Moscow — Dozens of women dressed in colorful hijabs and floral dresses gathered under gray skies recently in the garden of a four-star hotel here for a charity fashion bazaar. They tried on styles from local designers and sampled new cosmetics, posing for selfies and dropping sunny filters on the images before posting them to Instagram and Facebook.
“We’re making Muslims the trendsetters,” said Natalia Narmin Ichaeva, a public relations specialist who organized the charity event in May. Ms. Ichaeva, who converted to Islam two years ago, is among a small group of young Moscovite Muslims who are trying to help redefine the image of Islam in Russia.
In recent decades, Islam here has been associated largely with terrorist attacks, two wars against separatists in Chechnya and a continuing insurgency in the North Caucasus. Muslim women in particular have been stigmatized because of so-called black widows, women who become suicide bombers to avenge the deaths of their fathers, brothers and husbands. Russian tabloids and television have reinforced that stereotype.
But in the last year and a half, as turmoil in Ukraine has dominated the news media’s attention, Ms. Ichaeva and others like her saw a new window of opportunity to change perceptions.
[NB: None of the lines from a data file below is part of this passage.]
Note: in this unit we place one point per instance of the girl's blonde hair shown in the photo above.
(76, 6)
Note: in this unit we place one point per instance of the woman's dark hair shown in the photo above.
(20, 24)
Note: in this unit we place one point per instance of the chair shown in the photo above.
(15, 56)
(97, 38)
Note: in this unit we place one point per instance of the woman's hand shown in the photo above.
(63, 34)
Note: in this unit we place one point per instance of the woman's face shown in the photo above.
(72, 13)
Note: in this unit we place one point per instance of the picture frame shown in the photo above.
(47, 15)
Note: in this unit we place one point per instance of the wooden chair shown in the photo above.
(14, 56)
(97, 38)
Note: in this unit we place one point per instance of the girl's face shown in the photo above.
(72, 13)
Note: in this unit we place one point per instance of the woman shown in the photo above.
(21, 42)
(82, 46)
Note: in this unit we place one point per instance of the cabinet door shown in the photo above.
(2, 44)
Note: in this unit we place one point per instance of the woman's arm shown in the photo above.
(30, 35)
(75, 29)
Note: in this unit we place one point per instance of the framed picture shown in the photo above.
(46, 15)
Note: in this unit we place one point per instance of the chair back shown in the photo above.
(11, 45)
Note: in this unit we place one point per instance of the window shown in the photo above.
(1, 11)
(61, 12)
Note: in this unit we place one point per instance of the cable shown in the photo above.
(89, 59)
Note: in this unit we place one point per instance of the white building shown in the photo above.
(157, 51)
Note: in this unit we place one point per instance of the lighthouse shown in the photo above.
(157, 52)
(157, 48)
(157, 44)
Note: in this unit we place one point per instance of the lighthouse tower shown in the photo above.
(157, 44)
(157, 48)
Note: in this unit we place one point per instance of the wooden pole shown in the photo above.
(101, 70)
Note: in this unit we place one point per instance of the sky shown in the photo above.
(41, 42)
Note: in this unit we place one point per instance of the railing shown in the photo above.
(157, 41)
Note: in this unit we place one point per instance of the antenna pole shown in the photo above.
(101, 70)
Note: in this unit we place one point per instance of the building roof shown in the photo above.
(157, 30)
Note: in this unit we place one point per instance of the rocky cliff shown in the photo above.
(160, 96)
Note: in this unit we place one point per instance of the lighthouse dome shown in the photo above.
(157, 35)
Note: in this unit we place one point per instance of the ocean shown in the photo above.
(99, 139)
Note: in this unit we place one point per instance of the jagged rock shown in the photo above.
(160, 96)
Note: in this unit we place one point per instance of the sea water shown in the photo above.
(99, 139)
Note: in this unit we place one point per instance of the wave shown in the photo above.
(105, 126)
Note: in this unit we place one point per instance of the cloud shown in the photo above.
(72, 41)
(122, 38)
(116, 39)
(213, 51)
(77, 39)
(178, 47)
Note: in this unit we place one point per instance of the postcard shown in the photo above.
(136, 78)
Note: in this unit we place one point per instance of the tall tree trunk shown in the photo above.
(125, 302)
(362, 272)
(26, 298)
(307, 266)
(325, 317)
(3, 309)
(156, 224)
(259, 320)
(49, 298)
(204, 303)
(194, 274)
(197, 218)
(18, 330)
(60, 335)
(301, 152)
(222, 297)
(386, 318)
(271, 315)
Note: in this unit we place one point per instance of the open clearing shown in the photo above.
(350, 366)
The Russian government’s strained relations with the United States and Europe have the Kremlin looking to strengthen ties with other parts of the world, notably China and countries in the Middle East with large Muslim populations. Muslims in Russia have also received a public relations boost from President Vladimir V. Putin’s recent emphasis on conservative values, including religion.
“I noticed Muslims moved out of the spotlight,” said Rezeda Suleyman, a 23-year-old fashion designer. Ms. Suleyman said it had become easier to go out covered and sell her modest clothing to non-Muslim women.
This short documentary shows Muslim activists like Ms. Suleyman and Ms. Ichaeva, as they try to improve the public perception of Islam and raise the the social status of other Muslim women.
As Zulfiya Raupova, a composer who calls herself a secular Muslim, put it, “It’s always a good time to break stereotypes.”